Soil: Well-drained with moderate organic matter.
Fertility: Medium-rich
pH: 4.8 to 6.5
Temp: Cool (55 to 65° F).
Moisture: Uniform moisture, especially while tubers are developing.
Planting: Plant 1 - 1/2 to 2-ounce seed pieces with at least one good eye in early spring.
Spacing: 10 to 12 inches by 24 to 36 inches.
Fertilizer Needs: Medium-heavy feeder. Add high phosphorus fertilizer before planting, using 1 tablespoon 10-20-0 per 10-foot row. Sidedress about 6 weeks after planting when tubers begin farming, using 5 tablespoons 33-0-0 per 10-foot row.

Both white-skinned and red-skinned potatoes can be grown as an early crop for new potatoes and as a late crop for storage. Choose an early maturing variety and a medium- to-late maturing variety. Plant potatoes early from January 15 to April 20 depending on your location. Hard frosts and freezes may set back growth. Potatoes prefer cool springs and moisture throughout the growing season. Avoid a garden site in a turned-under lawn as grub worms may damage developing tubers unless soil insecticides are used.
A soil pH of 6.0 to 6.5 is most desirable; however, scab disease will be less when the pH is between 5.0 to 5.2. In addition to the base application of fertilizer, add about one-fourth pound of 10-20-10 for each 75 foot row. Work this into the furrow and mix with the soil before planting.
Purchase certified seed stock that has been inspected for diseases that lower yields. Saving your own seed potatoes is generally not worthwhile because viruses and diseases often show up the next year. Seed potatoes should be firm and unsprouted. Wilted and sprouted potatoes usually have lost vigor from being too warm in storage. Seed pieces for planting should be cut to about 1 - 1/2 to 2 ounces or into 1 - 1/2 inch cubes. Potatoes about six ounces in size will cut into four pieces nicely. Each seed piece should have at least one good bud or eye. Plant potatoes in furrows cut-side down, three to five inches deep. Later crops should be planted five to six inches deep.
Pull a ridge of soil over each row when planting. Drag a board or hoe across the ridges just before the sprouts break through to eliminate weeds. Later cultivation should be shallow and far enough from the rows to make certain that no roots are damaged.
When the tops have grown too large to allow cultivation, a finishing cultivation, sometimes called laying-by or hilling up is given. Laying-by throws soil over the potatoes to prevent exposure of the potatoes to sun which can cause greening or scalding. Green portions on potatoes taste bitter and contain an alkaloid. Cut off and discard green areas before using.
The release of the new true seed potatoes is an interesting development. The major advantage of growing potatoes from seed is the decreased chance of disease.

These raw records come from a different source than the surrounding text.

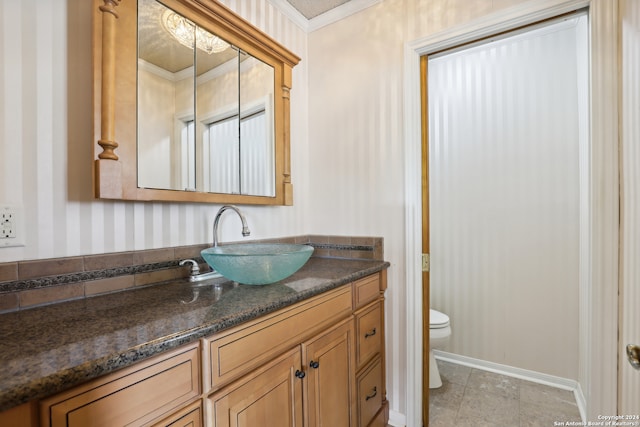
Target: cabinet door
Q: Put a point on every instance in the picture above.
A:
(269, 396)
(329, 387)
(134, 396)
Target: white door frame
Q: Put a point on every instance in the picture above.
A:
(597, 376)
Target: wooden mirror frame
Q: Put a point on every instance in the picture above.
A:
(115, 62)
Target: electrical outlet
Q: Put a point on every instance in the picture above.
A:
(10, 226)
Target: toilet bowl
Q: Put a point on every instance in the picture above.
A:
(439, 333)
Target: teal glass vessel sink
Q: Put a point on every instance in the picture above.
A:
(257, 263)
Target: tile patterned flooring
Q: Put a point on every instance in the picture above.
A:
(473, 397)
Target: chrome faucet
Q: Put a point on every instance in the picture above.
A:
(245, 228)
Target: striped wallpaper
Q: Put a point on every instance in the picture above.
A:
(346, 127)
(46, 150)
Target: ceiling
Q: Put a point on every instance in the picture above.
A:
(312, 8)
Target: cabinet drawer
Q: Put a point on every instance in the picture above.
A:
(191, 416)
(369, 333)
(134, 396)
(370, 392)
(366, 290)
(246, 347)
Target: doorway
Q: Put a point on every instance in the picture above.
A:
(507, 137)
(598, 299)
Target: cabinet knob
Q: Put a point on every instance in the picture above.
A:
(373, 393)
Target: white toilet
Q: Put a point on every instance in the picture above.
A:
(439, 333)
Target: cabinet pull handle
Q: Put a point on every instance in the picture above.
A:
(373, 394)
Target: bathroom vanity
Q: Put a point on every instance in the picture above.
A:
(306, 351)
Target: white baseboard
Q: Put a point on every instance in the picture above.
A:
(524, 374)
(396, 419)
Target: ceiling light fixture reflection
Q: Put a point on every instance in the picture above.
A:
(184, 30)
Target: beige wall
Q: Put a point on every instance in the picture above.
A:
(356, 129)
(46, 148)
(347, 139)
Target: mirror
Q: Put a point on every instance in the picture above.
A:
(210, 98)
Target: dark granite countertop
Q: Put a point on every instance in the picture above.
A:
(49, 349)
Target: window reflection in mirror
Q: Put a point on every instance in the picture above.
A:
(205, 114)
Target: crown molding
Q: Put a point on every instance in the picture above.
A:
(334, 15)
(327, 18)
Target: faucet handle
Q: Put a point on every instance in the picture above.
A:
(195, 269)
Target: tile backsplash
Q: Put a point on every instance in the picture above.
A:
(26, 284)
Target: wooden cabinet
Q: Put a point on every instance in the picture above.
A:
(319, 362)
(269, 396)
(370, 376)
(191, 416)
(135, 396)
(329, 384)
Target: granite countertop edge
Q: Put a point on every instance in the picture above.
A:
(65, 379)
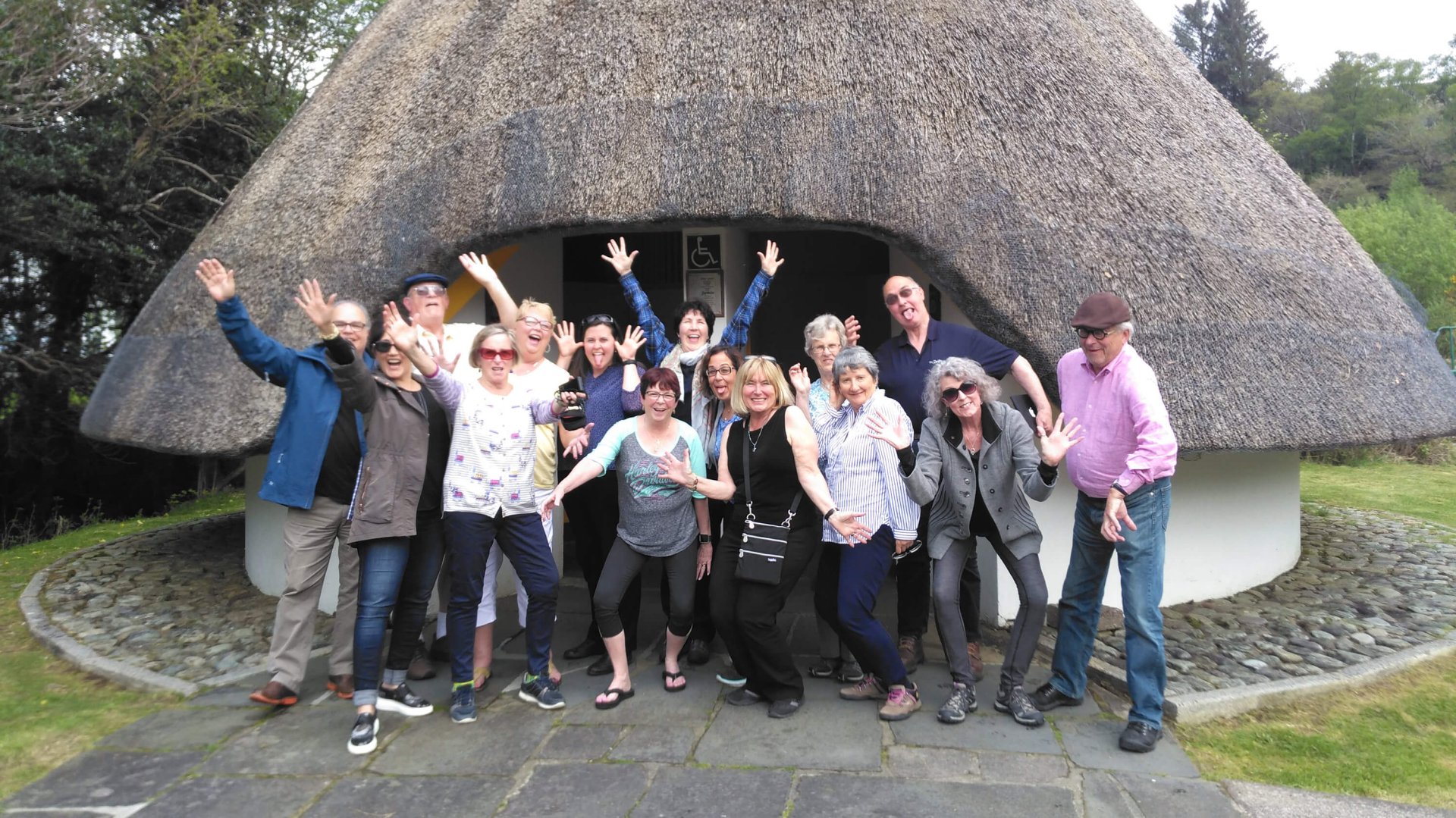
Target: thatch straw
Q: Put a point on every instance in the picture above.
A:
(1024, 152)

For the home garden, growing from seed pieces is generally less time consuming and will give better yields. With time, true seed potatoes may be bred for higher yields; but at present, good quality stock potatoes yield the best crop.
Diseases: Early blight, scab, blackleg, soft rot, rhizoctonia, ring rot, tuber rots, virus complex, fusarium, verticillium, bacterial wilts.

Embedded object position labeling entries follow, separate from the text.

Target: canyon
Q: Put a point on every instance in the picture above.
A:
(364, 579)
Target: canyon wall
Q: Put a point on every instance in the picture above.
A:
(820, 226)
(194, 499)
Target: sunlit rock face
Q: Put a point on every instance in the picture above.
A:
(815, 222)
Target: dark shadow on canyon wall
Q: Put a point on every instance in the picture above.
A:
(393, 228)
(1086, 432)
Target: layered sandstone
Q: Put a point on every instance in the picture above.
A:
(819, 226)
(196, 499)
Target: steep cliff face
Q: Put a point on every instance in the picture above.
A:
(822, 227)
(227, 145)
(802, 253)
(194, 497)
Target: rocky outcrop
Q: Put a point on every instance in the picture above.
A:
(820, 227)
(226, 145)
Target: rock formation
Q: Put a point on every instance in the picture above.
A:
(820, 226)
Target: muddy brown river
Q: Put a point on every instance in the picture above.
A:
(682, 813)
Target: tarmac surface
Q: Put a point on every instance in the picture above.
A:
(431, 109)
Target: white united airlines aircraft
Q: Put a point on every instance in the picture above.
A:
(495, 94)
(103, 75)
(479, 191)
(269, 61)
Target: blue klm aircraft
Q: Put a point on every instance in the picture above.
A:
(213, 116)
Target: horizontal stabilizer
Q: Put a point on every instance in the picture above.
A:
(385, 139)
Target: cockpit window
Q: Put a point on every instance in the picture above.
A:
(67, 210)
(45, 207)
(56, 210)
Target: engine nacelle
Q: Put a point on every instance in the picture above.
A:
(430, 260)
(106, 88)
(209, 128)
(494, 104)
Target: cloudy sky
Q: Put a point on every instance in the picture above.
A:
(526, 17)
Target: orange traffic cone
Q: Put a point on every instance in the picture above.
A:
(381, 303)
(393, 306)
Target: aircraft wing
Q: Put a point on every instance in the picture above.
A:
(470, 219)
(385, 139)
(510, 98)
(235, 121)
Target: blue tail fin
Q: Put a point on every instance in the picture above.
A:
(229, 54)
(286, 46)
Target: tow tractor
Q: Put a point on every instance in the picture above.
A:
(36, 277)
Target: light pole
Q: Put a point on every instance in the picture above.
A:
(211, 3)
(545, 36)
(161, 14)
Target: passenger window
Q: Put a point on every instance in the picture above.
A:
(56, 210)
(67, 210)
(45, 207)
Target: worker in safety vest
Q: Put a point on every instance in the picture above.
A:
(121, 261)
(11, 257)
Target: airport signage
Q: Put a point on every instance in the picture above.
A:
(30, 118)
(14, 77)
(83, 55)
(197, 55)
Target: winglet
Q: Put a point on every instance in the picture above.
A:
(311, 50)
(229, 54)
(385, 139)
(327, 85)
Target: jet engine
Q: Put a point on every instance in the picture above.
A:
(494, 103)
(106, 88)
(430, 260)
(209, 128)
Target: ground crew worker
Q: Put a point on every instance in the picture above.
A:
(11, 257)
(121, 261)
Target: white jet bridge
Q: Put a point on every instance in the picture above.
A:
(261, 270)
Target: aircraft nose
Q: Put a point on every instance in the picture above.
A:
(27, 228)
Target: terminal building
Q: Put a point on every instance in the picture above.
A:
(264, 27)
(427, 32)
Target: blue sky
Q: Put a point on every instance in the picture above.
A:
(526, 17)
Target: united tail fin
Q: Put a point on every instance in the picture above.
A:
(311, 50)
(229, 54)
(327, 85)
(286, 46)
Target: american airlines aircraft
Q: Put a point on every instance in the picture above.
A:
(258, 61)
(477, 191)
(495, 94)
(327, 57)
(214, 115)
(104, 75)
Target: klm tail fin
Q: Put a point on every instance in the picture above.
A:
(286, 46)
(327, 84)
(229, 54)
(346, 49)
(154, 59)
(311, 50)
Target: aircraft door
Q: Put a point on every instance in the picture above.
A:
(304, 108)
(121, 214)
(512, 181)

Insects: Colorado potato beetles, flea beetles, leafhoppers, white grub, cutworm, psyllids, aphids.
Cultural: Green skin from sun exposure; hollow heart from alternating wet and dry conditions.
Days to Maturity: 100 to 120 days.
Harvest: Dig early potatoes when tubers are large enough to eat. Harvest potatoes for storage 2 weeks after the vines die down or just after the first light frost nips the vines, before heavy freezing. Avoid skinning tubers when digging and avoid long exposure to light..
Approximate yields: 6 to 15 pounds per 10-foot row.
Amount to Raise: 75 to 100 pounds per person (about 15 pounds of seed potatoes).
Storage: Medium-cool (40 to 50° F), moist (90% relative humidity) conditions for 6 to 8 months. Sprouting is a problem at higher temperatures.
Preservation: Medium-cool, moist conditions.